Little Children (2006)
*½/****
starring Kate Winslet, Patrick Wilson, Jennifer Connelly, Gregg Edelman
screenplay by Todd Field & Tom Perrotta
directed by Todd Field
by Walter Chaw Kate Winslet is a joy if no longer a revelation, and in Todd Field's Little Children, she demonstrates the kind of courage that has made her the most essential actress of her generation. Aside from Winslet, Little Children feels like a burlesque of deep-feeling pictures: the lesser of two possible sophomore efforts from the guy who brought us In the Bedroom, which was, in 2001, my since-regretted pick for best of the year. (I can be a sucker for well-played big emotions, I guess.) But Little Children is icy, stentorian, and patrician in its staginess and self-consciousness, and its disdain for its subject matter is front and centre.
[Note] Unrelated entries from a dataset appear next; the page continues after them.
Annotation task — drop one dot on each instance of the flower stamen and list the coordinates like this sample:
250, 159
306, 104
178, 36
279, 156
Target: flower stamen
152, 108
The picture presents its tale of suburban woe as the world's most condescending fairytale, inserting an omniscient narrator in a way that, along with the upcoming Stranger Than Fiction, makes me wonder what it is about unseen movers that is so seductive in the modern conversation. I also wonder how Field and co-screenwriter Tom Perrotta (adapting his own book) could have rationalized the amount of bile mustered in reconfiguring American Beauty to include a raincoat perv (Jackie Earle Haley, the heart and soul of the film–if also its patsy and mule) and a sweaty adultery punctuated fatally by a winking nod to Madame Bovary.